The 11-day assembly mission to the International Space Station has been on hold since a Nov. 5 scrub because of eight small cracks found in five of the ET’s 108 aluminum-lithium support stringers.

The decision deferred efforts to prepare for a launch between Feb. 3 and 10. The next window opens Feb. 27 and extends through March 6, though earlier opportunities could open with changes in international cargo missions currently planned for March.

A launch date decision is expected Jan. 13, NASA shuttle program spokesman Kyle Herring says.

During the Jan. 6 session, managers also deferred a decision on whether to proceed with additional radius block modifications to Discovery’s ET. The mods strengthen the upper tips of the 21-ft.-long stringers to prevent additional cracking. Managers are evaluating whether to place radius blocks on all 108 of the support beams on the stringer section.

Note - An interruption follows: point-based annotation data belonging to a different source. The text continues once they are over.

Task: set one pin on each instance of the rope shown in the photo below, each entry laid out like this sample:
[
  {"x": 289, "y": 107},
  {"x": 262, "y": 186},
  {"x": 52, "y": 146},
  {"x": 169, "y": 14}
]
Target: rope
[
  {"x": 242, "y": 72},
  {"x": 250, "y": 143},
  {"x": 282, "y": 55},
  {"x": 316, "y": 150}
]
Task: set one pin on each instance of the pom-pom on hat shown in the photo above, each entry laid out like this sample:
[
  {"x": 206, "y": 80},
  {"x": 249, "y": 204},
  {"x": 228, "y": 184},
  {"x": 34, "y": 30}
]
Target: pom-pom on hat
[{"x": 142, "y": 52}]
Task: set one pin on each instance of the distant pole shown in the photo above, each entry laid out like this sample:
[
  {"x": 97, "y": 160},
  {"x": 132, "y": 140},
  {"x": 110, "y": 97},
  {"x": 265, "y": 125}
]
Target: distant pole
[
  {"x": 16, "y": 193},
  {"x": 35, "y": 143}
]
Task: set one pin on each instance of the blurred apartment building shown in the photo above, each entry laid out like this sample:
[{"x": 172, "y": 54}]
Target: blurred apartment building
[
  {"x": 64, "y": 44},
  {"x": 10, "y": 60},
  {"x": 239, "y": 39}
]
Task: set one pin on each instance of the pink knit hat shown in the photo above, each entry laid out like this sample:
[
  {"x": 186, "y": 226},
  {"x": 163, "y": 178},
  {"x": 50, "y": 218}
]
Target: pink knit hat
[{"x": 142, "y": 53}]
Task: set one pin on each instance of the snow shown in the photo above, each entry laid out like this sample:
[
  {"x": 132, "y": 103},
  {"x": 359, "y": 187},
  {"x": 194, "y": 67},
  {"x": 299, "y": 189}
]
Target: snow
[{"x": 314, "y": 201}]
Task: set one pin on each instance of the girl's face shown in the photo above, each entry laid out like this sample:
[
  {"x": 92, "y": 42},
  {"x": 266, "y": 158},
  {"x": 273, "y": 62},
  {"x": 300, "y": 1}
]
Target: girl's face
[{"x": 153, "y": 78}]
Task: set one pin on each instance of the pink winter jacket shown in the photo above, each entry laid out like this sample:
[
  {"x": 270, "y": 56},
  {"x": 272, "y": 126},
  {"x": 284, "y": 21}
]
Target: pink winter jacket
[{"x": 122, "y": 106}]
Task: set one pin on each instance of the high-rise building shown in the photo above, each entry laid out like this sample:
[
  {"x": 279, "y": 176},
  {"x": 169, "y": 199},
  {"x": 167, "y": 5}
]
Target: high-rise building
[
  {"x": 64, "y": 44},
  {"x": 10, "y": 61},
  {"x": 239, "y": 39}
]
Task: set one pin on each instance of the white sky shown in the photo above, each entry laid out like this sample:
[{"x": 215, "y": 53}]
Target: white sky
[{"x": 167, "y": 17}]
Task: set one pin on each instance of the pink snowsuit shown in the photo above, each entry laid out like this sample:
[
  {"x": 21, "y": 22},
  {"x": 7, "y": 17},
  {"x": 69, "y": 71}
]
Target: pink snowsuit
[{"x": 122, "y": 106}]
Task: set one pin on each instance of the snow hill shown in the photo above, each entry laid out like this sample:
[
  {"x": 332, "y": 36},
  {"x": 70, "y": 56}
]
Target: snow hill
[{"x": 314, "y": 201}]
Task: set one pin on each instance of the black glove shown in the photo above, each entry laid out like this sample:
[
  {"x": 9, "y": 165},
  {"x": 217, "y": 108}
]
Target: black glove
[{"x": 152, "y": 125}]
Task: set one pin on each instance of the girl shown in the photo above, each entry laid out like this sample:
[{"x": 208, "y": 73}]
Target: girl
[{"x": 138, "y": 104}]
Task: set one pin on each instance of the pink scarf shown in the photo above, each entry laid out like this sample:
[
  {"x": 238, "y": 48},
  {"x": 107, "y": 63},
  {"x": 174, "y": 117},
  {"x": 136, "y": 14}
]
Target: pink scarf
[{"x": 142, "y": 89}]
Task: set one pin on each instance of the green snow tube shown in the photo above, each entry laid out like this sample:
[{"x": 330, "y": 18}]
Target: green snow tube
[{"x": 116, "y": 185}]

That decision would come Jan. 10, following a report on the progress of a limited radius block that will place the crack protection on 34 stringers distributed on either side of the two ET thrust panels. The thrust panels shoulder most of the structural forces accompanying the launch of the 4.5-million-lb. shuttle.

Meanwhile, engineers continue to search for the root cause of the cracks. Managers believe that material defects or a slight misassembly of the stringer section could have been exacerbated by the flow of chilled oxygen and hydrogen propellants into the ET during fueling.

The initial cracks on two adjoining stringers were discovered following a Nov. 5 launch scrub caused by an unrelated hydrogen leak.

The mission is to be Discovery’s last. The shuttle’s six astronauts will equip the station with a new equipment module and an external storage platform for spare parts.